The library is also a space that is put to other uses which enhance the life of the school. It is the only sizeable space available for reading groups, choir lessons, teaching of sensitive topics such as sex education, assemblies involving the whole school and visitors, and visiting exhibitions to which the pupils would not otherwise have access. It is used for fundraising activities by both the P&C and the student council. It has been used until now for the annual combined Orama Valley schools great debate. If the two buildings are removed, the school will no longer be able to host the event at Lowanna. It has also been used for rehearsals by the school’s primary dance troop, which for the last two years has won its class at the Coffs Harbour and district eisteddfod and performed to acclaim at other cultural festivals. Those are the consequences of the loss of the library.

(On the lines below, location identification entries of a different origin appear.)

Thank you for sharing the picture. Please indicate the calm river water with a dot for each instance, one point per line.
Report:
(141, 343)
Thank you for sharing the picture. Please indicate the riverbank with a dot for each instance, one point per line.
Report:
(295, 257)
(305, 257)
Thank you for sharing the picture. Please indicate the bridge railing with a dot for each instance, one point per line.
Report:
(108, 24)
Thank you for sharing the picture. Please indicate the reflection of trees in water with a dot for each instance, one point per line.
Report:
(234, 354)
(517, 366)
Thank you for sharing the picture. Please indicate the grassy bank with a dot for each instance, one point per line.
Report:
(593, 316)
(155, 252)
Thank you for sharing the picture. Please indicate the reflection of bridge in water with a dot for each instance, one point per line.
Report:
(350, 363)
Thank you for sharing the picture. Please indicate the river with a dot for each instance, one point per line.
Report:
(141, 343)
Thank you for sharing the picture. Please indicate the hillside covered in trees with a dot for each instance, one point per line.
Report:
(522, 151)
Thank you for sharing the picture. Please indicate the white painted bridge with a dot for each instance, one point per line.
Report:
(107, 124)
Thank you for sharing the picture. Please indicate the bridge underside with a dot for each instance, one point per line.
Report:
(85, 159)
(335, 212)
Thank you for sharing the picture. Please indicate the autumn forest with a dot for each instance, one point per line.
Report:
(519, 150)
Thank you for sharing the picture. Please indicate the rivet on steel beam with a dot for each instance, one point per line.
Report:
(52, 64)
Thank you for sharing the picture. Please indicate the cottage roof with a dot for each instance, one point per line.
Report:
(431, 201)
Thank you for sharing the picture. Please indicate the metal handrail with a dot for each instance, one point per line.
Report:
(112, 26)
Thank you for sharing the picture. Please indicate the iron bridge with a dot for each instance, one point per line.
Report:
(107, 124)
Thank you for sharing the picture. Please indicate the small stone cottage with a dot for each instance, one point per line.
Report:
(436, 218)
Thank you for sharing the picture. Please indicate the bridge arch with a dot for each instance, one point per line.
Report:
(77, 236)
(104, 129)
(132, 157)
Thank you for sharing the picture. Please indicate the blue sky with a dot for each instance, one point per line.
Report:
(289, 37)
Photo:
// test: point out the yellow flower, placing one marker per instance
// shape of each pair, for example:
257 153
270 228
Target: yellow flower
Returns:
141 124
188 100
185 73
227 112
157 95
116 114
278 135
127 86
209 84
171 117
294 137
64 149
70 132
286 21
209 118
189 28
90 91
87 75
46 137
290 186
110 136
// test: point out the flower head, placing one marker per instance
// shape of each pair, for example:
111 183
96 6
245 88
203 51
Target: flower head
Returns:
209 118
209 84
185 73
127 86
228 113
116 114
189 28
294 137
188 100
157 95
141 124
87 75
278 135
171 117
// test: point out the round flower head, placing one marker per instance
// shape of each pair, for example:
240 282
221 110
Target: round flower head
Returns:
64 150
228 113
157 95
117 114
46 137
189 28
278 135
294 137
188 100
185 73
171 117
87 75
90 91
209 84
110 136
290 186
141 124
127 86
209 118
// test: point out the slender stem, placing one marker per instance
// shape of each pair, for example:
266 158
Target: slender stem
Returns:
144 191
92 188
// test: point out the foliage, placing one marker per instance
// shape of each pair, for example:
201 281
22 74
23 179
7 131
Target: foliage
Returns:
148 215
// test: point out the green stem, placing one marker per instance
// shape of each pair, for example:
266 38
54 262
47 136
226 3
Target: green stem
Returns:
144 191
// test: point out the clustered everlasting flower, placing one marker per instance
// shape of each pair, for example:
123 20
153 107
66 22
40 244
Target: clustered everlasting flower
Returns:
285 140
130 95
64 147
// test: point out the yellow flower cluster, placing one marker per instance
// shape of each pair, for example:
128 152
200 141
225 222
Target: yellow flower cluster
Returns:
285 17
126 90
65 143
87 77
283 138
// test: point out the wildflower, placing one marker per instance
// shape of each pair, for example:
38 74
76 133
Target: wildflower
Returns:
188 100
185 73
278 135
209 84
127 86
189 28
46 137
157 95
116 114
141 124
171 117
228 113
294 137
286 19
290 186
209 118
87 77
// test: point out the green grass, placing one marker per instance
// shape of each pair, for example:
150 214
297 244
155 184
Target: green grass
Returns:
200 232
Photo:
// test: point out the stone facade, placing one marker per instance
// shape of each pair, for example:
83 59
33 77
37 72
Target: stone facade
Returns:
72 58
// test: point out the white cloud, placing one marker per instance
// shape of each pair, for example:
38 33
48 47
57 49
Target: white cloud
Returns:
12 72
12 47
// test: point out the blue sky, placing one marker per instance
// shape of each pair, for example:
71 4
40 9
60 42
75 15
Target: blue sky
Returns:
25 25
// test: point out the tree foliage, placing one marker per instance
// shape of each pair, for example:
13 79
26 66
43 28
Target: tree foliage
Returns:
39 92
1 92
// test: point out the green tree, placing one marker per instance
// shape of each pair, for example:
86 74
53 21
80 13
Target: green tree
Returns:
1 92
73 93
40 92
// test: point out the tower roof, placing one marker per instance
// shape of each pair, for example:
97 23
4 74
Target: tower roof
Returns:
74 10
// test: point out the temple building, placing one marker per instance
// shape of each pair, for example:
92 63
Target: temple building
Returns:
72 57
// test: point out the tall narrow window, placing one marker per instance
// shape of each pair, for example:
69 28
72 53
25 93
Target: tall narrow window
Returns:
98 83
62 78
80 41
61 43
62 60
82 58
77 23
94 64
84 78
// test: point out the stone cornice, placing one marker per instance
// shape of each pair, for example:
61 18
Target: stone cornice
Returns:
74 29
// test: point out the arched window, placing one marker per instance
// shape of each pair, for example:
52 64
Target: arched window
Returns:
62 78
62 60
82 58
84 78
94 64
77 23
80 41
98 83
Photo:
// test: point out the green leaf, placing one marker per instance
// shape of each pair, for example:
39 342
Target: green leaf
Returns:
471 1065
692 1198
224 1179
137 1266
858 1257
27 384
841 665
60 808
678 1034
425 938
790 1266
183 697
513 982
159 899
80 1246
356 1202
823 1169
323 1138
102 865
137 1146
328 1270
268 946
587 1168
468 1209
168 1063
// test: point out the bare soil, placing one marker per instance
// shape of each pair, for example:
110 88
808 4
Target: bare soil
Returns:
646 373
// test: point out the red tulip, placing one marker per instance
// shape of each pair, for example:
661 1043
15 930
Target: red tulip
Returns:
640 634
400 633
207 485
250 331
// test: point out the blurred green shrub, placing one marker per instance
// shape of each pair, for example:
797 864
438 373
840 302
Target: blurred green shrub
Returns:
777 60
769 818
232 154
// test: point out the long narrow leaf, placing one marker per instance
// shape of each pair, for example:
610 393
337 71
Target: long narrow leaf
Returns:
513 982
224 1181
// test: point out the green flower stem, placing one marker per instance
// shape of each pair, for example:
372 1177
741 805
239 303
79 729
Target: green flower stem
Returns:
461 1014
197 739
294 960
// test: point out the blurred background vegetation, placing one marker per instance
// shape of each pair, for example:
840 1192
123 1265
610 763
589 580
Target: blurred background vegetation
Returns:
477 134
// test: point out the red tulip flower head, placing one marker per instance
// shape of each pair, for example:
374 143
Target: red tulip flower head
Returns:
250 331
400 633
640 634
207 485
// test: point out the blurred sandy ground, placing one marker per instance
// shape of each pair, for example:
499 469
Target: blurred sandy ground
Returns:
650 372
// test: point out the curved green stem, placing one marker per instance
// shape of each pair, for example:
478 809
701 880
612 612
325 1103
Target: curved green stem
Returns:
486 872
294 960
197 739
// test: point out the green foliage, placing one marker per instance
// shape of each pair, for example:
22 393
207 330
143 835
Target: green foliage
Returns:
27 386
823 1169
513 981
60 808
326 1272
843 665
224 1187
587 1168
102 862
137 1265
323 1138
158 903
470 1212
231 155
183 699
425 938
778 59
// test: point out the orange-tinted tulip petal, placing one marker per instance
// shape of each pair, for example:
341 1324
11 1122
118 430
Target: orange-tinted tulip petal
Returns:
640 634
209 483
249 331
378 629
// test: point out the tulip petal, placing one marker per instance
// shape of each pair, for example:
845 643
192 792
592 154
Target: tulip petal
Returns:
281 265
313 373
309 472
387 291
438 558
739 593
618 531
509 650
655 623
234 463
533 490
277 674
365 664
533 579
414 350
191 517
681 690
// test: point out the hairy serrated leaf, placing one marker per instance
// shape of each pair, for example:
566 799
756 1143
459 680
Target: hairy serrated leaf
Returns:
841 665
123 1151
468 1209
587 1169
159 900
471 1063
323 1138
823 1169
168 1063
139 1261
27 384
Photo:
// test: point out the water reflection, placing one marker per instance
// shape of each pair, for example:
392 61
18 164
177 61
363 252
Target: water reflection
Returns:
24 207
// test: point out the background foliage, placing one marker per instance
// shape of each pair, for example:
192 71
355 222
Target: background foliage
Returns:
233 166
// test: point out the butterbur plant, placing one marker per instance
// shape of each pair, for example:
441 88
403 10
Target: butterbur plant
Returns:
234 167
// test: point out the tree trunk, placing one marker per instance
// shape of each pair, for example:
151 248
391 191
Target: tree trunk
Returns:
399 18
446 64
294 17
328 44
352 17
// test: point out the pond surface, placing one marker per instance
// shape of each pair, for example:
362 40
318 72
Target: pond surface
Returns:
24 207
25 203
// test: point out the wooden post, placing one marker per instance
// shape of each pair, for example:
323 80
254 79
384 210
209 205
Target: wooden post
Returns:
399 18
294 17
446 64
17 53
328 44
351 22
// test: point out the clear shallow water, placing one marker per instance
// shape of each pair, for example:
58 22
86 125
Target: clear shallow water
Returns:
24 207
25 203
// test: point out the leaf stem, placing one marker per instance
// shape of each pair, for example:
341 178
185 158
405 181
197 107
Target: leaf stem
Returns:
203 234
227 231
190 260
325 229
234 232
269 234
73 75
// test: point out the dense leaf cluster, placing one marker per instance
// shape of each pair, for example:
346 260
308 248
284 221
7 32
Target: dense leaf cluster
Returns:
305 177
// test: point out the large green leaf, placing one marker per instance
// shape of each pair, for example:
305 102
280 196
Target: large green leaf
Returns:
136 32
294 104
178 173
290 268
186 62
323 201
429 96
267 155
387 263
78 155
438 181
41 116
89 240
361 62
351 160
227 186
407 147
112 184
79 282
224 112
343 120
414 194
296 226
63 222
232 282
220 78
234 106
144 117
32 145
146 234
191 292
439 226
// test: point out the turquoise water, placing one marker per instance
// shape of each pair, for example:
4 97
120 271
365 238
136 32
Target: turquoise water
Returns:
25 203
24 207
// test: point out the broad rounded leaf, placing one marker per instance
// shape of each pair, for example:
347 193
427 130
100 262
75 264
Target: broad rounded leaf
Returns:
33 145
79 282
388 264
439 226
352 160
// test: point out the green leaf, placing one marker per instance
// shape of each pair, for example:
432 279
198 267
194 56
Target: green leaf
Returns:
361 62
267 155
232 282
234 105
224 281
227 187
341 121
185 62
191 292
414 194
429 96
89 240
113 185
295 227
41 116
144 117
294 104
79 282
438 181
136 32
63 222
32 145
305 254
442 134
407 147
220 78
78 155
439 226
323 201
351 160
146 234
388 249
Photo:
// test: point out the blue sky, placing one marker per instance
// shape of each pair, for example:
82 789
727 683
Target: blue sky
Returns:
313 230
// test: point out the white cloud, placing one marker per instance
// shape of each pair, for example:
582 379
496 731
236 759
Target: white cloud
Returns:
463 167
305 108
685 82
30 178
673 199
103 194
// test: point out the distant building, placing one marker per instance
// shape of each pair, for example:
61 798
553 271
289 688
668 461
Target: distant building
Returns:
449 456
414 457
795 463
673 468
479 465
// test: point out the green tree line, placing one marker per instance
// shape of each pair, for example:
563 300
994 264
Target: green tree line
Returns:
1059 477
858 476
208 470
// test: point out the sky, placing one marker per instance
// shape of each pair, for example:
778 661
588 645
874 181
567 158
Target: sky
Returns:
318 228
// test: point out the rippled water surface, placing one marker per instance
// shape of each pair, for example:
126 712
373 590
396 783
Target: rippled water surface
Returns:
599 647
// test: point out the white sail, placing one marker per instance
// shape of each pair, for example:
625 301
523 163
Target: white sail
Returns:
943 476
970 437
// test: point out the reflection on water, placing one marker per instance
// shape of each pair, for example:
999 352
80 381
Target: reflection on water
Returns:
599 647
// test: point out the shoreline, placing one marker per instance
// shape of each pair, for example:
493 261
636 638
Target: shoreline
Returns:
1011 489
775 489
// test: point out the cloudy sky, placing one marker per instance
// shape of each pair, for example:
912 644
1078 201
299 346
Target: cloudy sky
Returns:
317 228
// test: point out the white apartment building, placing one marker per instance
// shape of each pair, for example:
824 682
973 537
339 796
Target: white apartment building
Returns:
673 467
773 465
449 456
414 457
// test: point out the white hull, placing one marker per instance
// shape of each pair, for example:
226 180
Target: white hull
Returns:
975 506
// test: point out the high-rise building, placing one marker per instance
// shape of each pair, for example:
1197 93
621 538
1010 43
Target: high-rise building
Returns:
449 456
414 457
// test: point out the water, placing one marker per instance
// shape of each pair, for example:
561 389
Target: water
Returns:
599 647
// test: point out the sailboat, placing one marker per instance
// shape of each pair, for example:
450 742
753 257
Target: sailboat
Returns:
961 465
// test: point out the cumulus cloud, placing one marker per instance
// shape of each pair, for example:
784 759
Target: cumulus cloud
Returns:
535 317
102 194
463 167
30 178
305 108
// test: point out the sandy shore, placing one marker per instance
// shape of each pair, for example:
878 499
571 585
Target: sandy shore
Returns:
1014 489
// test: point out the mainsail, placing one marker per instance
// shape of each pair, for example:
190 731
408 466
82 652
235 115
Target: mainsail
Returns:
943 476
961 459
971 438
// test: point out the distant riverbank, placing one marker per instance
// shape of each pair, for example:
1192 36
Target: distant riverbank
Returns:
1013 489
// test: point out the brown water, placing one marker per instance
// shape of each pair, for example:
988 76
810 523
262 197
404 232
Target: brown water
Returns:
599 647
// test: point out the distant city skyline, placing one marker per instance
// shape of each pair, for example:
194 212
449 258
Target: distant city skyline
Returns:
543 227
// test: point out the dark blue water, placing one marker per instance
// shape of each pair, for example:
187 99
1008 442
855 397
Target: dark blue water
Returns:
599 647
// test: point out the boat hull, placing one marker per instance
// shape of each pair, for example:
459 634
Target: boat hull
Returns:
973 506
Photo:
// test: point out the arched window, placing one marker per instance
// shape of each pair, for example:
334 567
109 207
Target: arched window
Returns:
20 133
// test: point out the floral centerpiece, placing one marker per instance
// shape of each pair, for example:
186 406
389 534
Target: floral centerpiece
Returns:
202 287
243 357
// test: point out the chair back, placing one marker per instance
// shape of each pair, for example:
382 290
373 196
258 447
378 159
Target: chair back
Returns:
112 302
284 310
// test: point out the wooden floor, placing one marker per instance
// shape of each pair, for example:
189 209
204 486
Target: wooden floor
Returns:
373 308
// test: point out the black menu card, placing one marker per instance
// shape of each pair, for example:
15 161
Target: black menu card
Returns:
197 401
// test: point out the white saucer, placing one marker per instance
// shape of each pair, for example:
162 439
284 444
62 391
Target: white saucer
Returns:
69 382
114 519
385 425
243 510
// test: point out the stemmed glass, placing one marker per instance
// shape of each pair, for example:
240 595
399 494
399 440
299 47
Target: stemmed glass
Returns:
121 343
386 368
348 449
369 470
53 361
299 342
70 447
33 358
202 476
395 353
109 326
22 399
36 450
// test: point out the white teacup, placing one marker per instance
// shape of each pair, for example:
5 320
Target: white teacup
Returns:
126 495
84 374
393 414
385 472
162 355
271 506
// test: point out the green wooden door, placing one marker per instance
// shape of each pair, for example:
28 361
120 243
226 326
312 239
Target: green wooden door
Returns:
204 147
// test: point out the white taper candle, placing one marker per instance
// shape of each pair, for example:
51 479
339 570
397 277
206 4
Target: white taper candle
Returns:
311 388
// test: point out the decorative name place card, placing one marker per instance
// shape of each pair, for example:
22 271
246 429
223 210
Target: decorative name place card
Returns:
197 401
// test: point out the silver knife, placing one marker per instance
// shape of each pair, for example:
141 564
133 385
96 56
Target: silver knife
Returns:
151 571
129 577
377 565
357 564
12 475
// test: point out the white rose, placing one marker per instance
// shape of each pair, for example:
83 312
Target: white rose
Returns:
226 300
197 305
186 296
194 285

The loss of the primary classroom will mean that the primary and infants classes will have to share a single room, though clearly they will not be sharing lessons, with obvious consequences for the learning experience and providing students with greater opportunities for distraction. This will limit discussion and it will limit personal growth. I am informed that the school’s computers will have to be removed to a separate room, being taken out of the children’s classroom. In the classroom they can be integrated with the lesson and used for specific purposes in a wider task—in short, used as a tool, as a means to an end. Taking them out of the classroom will, I believe, encourage the view that the computer is a plaything, a source of entertainment and an end in itself. Of course, a computer can be those things, but I think it is vital that the computer be used and integrated into the classroom situation.

The decision by the state government is mean-spirited, small-minded and, I think, illogical. The figures available from the last census show that the population in the area around Lowanna is increasing, not decreasing. Of course, the latest census figures have yet to come out, but I am sure we will see a continuation of that growth. No doubt someone in the state government has looked at the probably minimal savings and running costs, and the costs particularly involved in removing the classrooms down a very steep and winding road. I would hope that they would have thought carefully about this decision, but it does not appear that they have. I have little confidence, unfortunately, that the state government will reverse that decision, but I am working very hard with the local state member, Andrew Fraser, to try and retain those classrooms to ensure that the children of Lowanna school have the very best possible educational experience. Taking away classroom resources from a small country school such as Lowanna is unacceptable in the 21st century. Those classrooms and the library should stay with the children of Lowanna.